Cūḷadukkhakkhandhasutta

Il Piccolo Discorso Sulla Massa della Sofferenza

Majjhima Nikāya 14
(Prima Parte)

Il re dei Sakya Mahānāma, perplesso di come nonostante la sua lunga pratica, provi ancora pensieri di bramosia, avversione e ignoranza, chiede consiglio al Buddha, il quale spiega lui l’importanza della coltivazione della gioia e benessere caratteristici della meditazione sui jhāna quale metodo per lasciare andare tali stati afflitti. Nella seconda parte del dialogo, il Buddha critica anche la pratica dell’automortificazione, raccontando di un precedente dialogo avuto con degli asceti giainisti.

***

Così ho udito. In una certa occasione il Beato dimorava tra i Sakya, a Kapilavatthu, nel Parco dei Banyan. Quindi, Mahānāma il Sakya si avvicinò al Beato, gli rese omaggio e si sedette da parte. Quando fu seduto da parte, Mahānāma disse al Beato:

“Signore, da lungo tempo ho compreso il Dhamma insegnato dal Beato in questo modo: ‘L’avidità è un contaminante mentale, l’odio è un contaminante mentale, l’ignoranza è un contaminante mentale’.

Signore, ed è così che io intendo il Dhamma insegnato dal Beato: ‘L’avidità è contaminante mentale, l’odio è un contaminante mentale, l’ignoranza è un contaminante mentale’.

Tuttavia, a volte la mia mente è sopraffatta dall’avidità, dall’odio e dall’ignoranza.

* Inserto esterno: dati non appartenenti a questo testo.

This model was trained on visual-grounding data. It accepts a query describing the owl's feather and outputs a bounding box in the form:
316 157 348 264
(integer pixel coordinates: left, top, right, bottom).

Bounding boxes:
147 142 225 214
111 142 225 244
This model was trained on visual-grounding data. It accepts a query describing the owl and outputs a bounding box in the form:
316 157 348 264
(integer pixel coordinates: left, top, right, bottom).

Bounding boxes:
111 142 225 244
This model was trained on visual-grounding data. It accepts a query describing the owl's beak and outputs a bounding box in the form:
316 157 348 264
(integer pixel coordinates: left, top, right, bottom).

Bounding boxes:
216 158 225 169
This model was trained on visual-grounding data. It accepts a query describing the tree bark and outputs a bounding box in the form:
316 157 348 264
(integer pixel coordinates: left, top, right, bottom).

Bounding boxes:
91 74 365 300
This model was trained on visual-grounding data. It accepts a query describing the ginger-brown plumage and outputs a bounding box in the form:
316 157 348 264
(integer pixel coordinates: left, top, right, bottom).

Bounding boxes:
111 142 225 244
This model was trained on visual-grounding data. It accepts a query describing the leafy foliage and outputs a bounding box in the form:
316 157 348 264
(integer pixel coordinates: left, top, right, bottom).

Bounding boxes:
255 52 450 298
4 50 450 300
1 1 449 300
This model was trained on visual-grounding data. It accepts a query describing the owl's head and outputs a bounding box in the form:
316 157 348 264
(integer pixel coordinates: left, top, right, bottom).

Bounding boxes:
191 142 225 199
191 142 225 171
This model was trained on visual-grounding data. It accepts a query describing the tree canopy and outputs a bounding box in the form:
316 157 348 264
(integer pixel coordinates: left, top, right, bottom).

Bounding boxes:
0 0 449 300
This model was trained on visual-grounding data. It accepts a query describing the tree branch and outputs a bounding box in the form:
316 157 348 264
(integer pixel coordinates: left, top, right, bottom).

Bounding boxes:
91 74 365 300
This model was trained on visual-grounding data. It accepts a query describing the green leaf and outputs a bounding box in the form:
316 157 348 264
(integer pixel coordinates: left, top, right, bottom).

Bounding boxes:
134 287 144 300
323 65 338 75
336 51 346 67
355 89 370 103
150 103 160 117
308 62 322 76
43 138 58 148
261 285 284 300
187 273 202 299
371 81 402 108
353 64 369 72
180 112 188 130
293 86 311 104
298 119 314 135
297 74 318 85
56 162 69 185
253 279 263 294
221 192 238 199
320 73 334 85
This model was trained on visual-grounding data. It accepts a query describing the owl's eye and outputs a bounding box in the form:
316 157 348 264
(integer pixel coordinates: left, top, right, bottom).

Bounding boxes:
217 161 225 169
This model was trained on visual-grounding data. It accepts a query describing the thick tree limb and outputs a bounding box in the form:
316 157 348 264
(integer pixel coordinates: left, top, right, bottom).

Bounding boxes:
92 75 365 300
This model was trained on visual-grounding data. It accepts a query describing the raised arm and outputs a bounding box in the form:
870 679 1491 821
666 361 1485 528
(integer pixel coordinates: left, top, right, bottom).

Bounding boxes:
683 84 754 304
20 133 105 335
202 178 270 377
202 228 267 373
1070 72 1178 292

Signore, mi chiedo: quale fenomeno non è stato da me abbandonato internamente, a causa del quale la mia mente a volte è sopraffatta dall’avidità, dall’odio e dall’ignoranza?”

“Mahānāma, c’è una cosa (dhammo) che non è stata da te internamente abbandonata, a causa della quale la tua mente a volte è sopraffatta dall’avidità, dall’odio e dall’ignoranza . Mahānāma, se quella cosa fosse stata da te abbandonata, non dimoreresti nella casa e non ti abbandoneresti alla sensualità; Ma poiché quella cosa non è stata da te abbandonata, tu dimori nella casa indulgendo nella sensualità.

‘La sensualità (kāmā) è poco gratificante, porta molta sofferenza e molta angoscia; il suo svantaggio è maggiore’.

Mahānāma, anche se un nobile discepolo avesse ben compreso ciò tramite la retta saggezza, se egli non ha ancora realizzato quella gioia e benessere (pītisukha) alternativi al piacere sensuale e ai fenomeni malsani o realizzato qualcosa di più pacificante di ciò, allora egli potrà essere soggetto al ritornare al piacere sensuale.

Ma quando, Mahānāma, un nobile discepolo ha ben compreso tramite la retta saggezza che ‘la sensualità è poco gratificante, porta molta sofferenza e molta angoscia e che il suo svantaggio è maggiore’, e ha realizzato quella gioia e benessere alternativi al piacere sensuale e ai fenomeni malsani, o realizzato qualcosa di più pacificante di ciò, allora egli potrà affrancarsi dalla sensualità.